Девочка перестала плакать, взяла этот кусочек в руки. Некоторое время она пристально всматривалась в него. И вдруг будто очнулась, что-то нехорошее, больное пробежало по ее лицу. Девочка размахнулась, словно собиралась бросить кусок мрамора, но сунула его в карман и быстро убежала. А Игорь расстроился. Если честно, ему было немного жаль того кусочка мрамора, который действительно красиво сверкал, если посмотреть поверх него на солнце. Что ни говори, Петька дал ему хорошую вещь. Петька неохотно расстался со своим сокровищем, а, может, только сделал вид. Он был тертый калач, этот Петька. Невзирая на запрет родителей, бегал неизвестно где по незнакомому еще городу, возвращался с карманами, набитыми всякими нужными вещицами. И всегда выгодно обменивал их. Вот у него-то и выменял Игорь кусочек мрамора. Кожицу для рогатки отдал — вещь тоже ценную. Он собирался спрятать мрамор в свою заветную коробочку, но что поделаешь — упустил так упустил. А белобрысая девчонка с развязавшимся бантом и ссадинами на коленках запомнилась, и почему-то хотелось снова увидеть ее. Да где же найдешь девчонку в большом, к тому же чужом и незнакомом городе?! Это ведь не тот поселок — полугород-полудеревня — в Брянской области, откуда они приехали недавно. Приехали в Восточную Пруссию, как сказал папа. Игорю были в диковину непривычные, изломанными радиусами расходящиеся улицы, красные кирпичные здания, одни из которых были мрачными и тяжелыми, а другие легко устремлялись ввысь.
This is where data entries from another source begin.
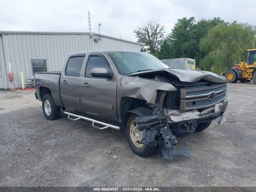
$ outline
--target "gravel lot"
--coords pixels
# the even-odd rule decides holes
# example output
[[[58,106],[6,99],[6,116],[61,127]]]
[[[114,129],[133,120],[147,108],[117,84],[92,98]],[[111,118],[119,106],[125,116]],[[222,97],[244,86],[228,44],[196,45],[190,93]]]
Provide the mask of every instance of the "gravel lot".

А развалины старого замка и других зданий, оставленные английской авиацией, немного пугали. Пугали и в то же время притягивали. То есть мальчишечье любопытство влекло побродить в них, залезть глубже, однако он опасался, что может легко заблудиться, и поэтому поначалу далеко от дома и школы не отходил, но однажды решился.
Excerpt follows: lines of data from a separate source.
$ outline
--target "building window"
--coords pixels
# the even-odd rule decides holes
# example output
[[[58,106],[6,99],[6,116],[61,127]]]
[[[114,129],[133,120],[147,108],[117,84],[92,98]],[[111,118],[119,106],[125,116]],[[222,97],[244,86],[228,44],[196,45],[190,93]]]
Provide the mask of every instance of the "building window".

Вот тогда-то Игорь снова увидел ту девочку. Она шла с матерью, и они о чем-то говорили, но о чем, было непонятно: ветер относил их слова. Игорь пошел быстрее, чтобы догнать и, может быть, заговорить. Он уже почти совсем приблизился, когда услышал первую долетевшую до него фразу и остановился как вкопанный. Девочка говорила по-немецки, по-немецки отвечала ей мать. Только сейчас Игорь сообразил, что шла девочка с матерью от немецкой школы, которые стали открываться здесь после войны наряду со школами русскими. Девочка оказалась немкой! Игоря это потрясло, хотя чему было удивляться: край-то немецкий, прусский и лишь недавно стал нашим. Но от долетевшей до него немецкой речи Игорь сжался, развернулся и побежал назад. Ему казалось, что он снова в своем поселке, что сейчас его остановит комендант в форме мышиного цвета, приподнимет подбородок мальчика стеком и начнет говорить своим лающим голосом. А потом скажет по-русски, так же отрывисто, лающе, словно вбивая каждое слово Игорю в голову:
— Кароши русски малшик надо штудирен дойч!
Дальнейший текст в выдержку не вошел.